Overview


Standardization, modularity and abstraction are some of the fundamental engineering principles applied by synthetic biology facilitating rapid prototyping and easy interchange of engineering designs between researchers. The interchangeable genetic elements designed in a modular way resemble toy building blocks that can be combined and modified in a fast and efficient way (Garner, 2021). The main elements that constitute the DIAS detection platform are the LbuCas13a enzyme, the crRNAs specific for the target miRNA and the RNA reporter. To enhance the CRISPR/crRNA applicability in synthetic biology projects, we developed the meta-CRISPR part collection in accordance with standardization, modularity and standard assembly rules. Our CRISPR collection allows the interchangeability of the genetic parts and the automation of construction following our standardized Golden Gate-based cloning strategy. Utilizing the meta-CRISPR collection, future iGEM teams can select the desired combination of DNA parts depending on the specific application of the CRISPR method.

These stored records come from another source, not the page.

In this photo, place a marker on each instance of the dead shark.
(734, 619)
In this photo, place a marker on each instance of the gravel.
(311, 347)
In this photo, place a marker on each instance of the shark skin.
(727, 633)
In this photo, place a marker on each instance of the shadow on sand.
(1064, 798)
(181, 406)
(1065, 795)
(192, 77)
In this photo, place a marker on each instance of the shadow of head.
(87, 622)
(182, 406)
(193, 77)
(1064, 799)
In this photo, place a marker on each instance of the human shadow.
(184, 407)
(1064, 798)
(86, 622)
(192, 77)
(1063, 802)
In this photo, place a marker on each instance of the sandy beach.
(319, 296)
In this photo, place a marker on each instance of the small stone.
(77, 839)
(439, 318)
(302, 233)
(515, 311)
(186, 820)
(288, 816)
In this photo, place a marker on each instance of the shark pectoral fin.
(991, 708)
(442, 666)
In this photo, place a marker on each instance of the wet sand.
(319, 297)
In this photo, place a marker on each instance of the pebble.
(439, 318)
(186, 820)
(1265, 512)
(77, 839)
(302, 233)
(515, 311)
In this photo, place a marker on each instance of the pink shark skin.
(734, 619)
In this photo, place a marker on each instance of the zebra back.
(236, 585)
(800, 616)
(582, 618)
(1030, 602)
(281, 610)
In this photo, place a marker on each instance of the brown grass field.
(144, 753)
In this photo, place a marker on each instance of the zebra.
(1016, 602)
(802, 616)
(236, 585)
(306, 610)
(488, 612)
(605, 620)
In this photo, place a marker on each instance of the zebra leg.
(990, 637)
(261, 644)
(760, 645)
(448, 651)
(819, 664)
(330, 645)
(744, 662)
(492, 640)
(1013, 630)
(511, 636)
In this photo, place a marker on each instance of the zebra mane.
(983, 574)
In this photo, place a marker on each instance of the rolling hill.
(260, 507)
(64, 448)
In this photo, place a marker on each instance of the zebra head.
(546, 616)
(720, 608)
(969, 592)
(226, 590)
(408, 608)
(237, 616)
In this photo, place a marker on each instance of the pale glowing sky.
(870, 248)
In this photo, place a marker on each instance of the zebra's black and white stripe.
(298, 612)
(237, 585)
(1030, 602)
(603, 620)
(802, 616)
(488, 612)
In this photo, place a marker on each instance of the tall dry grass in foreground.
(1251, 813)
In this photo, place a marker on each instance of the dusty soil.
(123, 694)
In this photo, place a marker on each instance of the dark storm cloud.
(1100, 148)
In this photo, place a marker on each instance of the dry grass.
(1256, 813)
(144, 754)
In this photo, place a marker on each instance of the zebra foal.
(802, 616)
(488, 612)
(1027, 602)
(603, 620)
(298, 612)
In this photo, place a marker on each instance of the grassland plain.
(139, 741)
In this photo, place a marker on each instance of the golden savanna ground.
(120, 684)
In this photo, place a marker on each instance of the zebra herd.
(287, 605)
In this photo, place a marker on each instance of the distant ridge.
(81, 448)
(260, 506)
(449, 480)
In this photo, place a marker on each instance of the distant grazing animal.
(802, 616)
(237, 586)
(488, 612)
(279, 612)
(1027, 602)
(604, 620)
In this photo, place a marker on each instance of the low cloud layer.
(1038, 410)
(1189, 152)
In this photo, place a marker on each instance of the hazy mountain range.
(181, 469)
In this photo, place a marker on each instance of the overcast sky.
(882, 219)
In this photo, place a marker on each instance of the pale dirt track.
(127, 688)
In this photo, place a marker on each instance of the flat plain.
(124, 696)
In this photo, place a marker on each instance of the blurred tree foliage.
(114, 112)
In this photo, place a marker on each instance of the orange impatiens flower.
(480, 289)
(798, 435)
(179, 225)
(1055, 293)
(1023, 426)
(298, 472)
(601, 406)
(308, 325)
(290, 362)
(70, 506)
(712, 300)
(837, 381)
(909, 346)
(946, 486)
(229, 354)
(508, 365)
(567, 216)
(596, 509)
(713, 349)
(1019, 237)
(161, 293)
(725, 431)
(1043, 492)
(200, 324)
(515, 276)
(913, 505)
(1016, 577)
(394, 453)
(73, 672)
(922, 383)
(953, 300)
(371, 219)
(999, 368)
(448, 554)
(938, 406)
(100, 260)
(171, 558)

Through the combination of different promoters and LbuCas13a coding sequences, one can select the desired LbuCas13a expression system, for example under the transcriptional control of the T7 or the pRha promoter. In addition, by combining the suitable genetic parts, researchers can select the purification method of the recombinant LbuCas13a protein either from inclusion bodies or from the soluble cytoplasmic fraction of the bacteria. Regarding the crRNA, utilizing the guidelines provided on the crPrep-crRNA preparation kit one can easily in silico design and produce the necessary crRNA sequence depending on the target miRNA utilizing the standardized cloning method and requiring only one additional primer. Last but not least, the LbuCas13a coding device can be assembled with the crRNA transcription system in a single plasmid enabling the simultaneous production of the LbuCas13a/crRNA complex in bacteria.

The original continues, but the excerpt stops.